= Jim Donald (footballer) =

Scottish footballer

Jim Donald is a Scottish former professional association footballer best known for his time with Queen of the South.

==Football career==
Jim Donald signed for Dumfries club Queen of the South in February 1970 from Renfrew Juniors. Donald made his debut at 19 years of age. He started as a winger but after a couple of seasons moved to midfield. Donald was a tireless worker. His career at Queens included 174 league games in which he scored 18 goals. Donald was part of the Queen of the South side of the mid 1970s that would have been promoted to the top tier of Scottish football had it not been for league reconstruction at the end of the 1974/75 season. Among his teams mates then were Allan Ball, Ian McChesney, Nobby Clark, Crawford Boyd and Jocky Dempster. Donald and his teammates also enjoyed consecutive runs to the quarter-finals of the Scottish Cup before being knocked out by Old Firm opposition. In the Scottish League Cup Queens again made it to the quarter-finals when a 2-1 victory over Rangers took the tie into extra time. Another goal for Rangers took the Glasgow club through.
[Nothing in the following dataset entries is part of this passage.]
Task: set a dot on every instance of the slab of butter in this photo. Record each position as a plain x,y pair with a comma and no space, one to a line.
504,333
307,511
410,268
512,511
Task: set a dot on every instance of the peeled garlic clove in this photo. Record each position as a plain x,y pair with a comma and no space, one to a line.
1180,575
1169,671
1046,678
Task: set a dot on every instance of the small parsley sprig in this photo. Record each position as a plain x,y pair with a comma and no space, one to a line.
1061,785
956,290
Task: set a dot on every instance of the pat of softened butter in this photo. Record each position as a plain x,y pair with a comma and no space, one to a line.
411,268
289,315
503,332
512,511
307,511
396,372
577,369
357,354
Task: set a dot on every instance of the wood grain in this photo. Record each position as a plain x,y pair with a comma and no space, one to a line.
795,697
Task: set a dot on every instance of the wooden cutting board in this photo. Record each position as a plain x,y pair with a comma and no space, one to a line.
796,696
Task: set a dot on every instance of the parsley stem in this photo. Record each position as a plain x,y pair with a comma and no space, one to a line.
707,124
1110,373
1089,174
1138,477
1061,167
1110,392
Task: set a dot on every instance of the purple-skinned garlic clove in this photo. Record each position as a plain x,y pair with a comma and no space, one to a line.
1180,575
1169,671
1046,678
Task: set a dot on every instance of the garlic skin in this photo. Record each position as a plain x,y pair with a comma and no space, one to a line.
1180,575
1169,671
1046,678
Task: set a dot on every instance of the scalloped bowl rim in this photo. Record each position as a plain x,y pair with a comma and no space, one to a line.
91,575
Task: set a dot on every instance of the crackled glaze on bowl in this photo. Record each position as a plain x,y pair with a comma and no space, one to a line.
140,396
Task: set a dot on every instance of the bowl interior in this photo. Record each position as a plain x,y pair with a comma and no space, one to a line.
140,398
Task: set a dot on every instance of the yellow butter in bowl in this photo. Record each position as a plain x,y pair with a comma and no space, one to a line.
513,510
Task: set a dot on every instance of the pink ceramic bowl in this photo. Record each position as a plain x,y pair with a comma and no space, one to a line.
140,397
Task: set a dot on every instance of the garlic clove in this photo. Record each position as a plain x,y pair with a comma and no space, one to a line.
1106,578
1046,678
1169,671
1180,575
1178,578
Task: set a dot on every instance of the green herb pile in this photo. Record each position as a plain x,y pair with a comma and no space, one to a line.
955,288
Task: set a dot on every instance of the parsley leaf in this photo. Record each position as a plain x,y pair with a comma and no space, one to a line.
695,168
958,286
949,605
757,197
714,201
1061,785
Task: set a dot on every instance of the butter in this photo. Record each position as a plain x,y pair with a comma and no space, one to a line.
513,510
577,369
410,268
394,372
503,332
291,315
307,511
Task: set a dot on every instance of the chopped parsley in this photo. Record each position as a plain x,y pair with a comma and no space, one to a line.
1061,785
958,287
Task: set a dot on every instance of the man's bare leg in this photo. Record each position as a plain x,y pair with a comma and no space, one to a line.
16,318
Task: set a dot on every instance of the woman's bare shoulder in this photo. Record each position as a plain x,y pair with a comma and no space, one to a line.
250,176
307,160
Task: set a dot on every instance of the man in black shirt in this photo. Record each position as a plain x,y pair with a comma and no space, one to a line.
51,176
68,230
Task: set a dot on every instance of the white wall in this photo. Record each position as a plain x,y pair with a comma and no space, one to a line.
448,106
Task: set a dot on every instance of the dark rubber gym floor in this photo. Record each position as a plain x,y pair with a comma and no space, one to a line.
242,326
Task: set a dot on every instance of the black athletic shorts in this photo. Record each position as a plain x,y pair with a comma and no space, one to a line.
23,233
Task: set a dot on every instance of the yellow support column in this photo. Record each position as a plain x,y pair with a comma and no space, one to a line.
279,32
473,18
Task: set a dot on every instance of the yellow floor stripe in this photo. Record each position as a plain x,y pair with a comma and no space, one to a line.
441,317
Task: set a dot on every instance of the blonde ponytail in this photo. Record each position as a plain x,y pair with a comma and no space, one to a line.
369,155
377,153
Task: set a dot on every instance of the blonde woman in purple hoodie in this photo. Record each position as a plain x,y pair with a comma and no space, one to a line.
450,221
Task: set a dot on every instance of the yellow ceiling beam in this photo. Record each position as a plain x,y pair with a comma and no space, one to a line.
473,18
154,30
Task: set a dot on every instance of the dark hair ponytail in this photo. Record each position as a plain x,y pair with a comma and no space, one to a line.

After leaving Queen of the South Donald played 33 league games for Alloa Athletic in which he scored 1 goal. He then moved to Brechin City where he scored twice during his 34 league appearances. After playing in one league game for Montrose F.C. he next moved to Arbroath F.C. for whom he played in two league games before moving to the junior ranks with Rutherglen Glencairn.

==Personal life and retirement==
Donald was best man at the wedding of Kenny Dalglish. This led to an appearance on This is Your Life when Dalglish was spotlighted on the TV program.

Donald took up the sport of lawn bowls, joining Yoker Bowling Club in 2014. In 2015, he won the fours (rinks) and in 2016 was an integral part on the Senior Fours team that made it to Northfield, Ayr to compete in the Scottish Finals. In the same year he retained the fours (rinks) won the previous year.